Jacksonville, FL - A debate years in the making is preparing to surface in Jacksonville once again.
Councilman Aaron Bowman has called a public meeting for Tuesday to discuss the rollout of a Human Rights Ordinance expansion. Bowman tells WOKV that, if there seems to be enough support, he has a bill ready to introduce that afternoon to be considered by the full City Council.
“I think the world understands that there’s no room for discrimination of any type of people, and things are changing,” Bowman says.
Almost one year ago, the City Council withdrew two bills that dealt with expanding the HRO to protect against employment, housing, and public accommodation discrimination based on sexual orientation, gender identity, or expression. One bill would have been a direct vote by the City Council on whether to expand, while the other bill would have pushed the decision to voters.
Amid this debate, Mayor Lenny Curry issued a directive to bring City employment policies in compliance with federal law preventing discrimination on any basis. Both Council measures were withdrawn in order to see the impact this directive would have.

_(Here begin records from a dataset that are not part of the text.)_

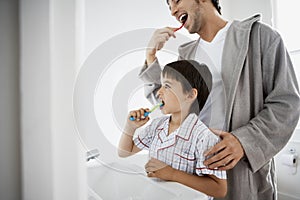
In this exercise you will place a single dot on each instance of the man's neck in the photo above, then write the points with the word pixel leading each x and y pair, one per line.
pixel 211 28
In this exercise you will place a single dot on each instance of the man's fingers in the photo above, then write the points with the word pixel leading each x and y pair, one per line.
pixel 215 149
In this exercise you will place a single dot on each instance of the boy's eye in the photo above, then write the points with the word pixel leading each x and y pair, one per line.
pixel 167 86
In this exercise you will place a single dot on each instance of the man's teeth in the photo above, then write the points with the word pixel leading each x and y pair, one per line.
pixel 182 18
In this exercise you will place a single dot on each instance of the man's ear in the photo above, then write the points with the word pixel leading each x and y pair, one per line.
pixel 192 95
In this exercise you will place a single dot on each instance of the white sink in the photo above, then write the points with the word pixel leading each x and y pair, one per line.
pixel 117 181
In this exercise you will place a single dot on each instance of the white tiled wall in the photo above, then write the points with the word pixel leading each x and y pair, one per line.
pixel 288 179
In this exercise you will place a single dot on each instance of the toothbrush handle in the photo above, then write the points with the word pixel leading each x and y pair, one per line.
pixel 133 118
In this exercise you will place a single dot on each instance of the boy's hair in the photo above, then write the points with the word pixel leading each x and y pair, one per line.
pixel 191 75
pixel 214 2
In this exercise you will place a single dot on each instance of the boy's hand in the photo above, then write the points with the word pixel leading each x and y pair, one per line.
pixel 159 169
pixel 140 119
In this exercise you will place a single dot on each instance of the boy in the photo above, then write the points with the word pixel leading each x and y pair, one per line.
pixel 177 142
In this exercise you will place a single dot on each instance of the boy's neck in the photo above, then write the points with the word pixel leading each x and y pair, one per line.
pixel 177 119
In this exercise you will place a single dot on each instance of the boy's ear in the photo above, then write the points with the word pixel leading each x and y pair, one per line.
pixel 192 95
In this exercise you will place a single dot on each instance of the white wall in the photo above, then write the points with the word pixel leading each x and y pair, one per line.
pixel 242 9
pixel 52 157
pixel 10 168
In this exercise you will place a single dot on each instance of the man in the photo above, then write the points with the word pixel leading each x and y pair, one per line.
pixel 253 71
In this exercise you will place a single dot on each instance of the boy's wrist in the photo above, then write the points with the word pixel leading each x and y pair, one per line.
pixel 129 130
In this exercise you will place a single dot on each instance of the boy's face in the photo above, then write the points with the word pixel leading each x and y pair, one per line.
pixel 172 95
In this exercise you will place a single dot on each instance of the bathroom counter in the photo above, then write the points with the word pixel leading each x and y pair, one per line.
pixel 127 180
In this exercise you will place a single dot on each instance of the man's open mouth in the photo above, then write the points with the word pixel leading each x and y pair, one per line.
pixel 183 18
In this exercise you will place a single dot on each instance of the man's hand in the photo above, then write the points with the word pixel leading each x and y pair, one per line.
pixel 159 169
pixel 228 152
pixel 156 43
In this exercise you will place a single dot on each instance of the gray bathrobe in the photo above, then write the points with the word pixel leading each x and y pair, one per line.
pixel 262 102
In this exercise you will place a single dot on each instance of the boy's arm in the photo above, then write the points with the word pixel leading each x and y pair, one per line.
pixel 208 184
pixel 126 144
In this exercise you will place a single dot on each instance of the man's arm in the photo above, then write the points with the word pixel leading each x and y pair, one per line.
pixel 208 184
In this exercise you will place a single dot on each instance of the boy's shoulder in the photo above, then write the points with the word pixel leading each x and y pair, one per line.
pixel 159 120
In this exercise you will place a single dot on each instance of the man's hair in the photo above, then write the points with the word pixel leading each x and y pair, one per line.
pixel 191 75
pixel 214 2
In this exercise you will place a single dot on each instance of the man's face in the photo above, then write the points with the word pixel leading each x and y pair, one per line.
pixel 187 12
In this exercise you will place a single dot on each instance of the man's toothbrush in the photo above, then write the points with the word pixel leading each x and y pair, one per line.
pixel 150 111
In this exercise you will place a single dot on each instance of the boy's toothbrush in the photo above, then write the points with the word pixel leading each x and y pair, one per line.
pixel 150 111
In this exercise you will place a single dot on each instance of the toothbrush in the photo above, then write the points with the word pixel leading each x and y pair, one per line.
pixel 150 111
pixel 177 29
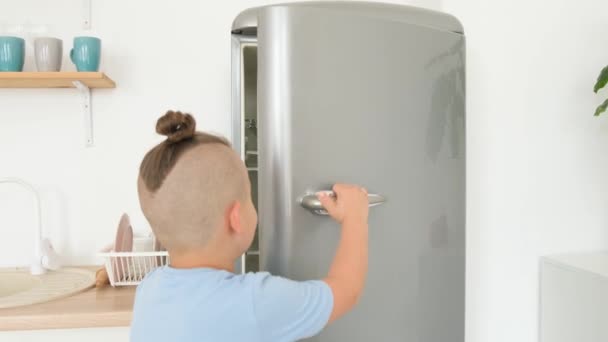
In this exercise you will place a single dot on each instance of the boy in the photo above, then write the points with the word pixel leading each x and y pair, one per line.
pixel 195 192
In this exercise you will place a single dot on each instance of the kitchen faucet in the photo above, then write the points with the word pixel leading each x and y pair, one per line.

A WOKV investigation found that coming in to compliance with federal law meant adding wording to specifically prohibit discrimination based on “sexual orientation, gender identity, or expression”- which is exactly what was being debated. Once that change was made in Jacksonville employment laws, many independent authorities followed suit. Housing and public accommodations were not specifically addressed in the directive.
Bowman has asked business and community leaders, as well as City Councilmen, to meet to discuss any concerns they still have, but he already has a four-page draft legislation ready to file if he believes there will be support for passage. While he declined to give specifics on the legislation before rolling it out to other Council members, he did say there are exemptions that would address some of the concerns he’s previously heard.
“One thing that we really know that we’ve got to do is ensure that we’re protecting our small businesses and also our religious organizations,” Bowman says.
Bowman says the issue became even more real when they saw the fallout in North Carolina following their debate on LGBT rights, and the impact that has on the business community. His draft is modeled on anti-discrimination protections that have been effective when implemented in other parts of the nation.
This debate in Jacksonville goes back even further, when expansion was voted down in 2012. Bowman hopes that the clear and specific wording in his bill, along with what’s been happening on the national climate and the adaptations that have already been made locally, will now push the change forward.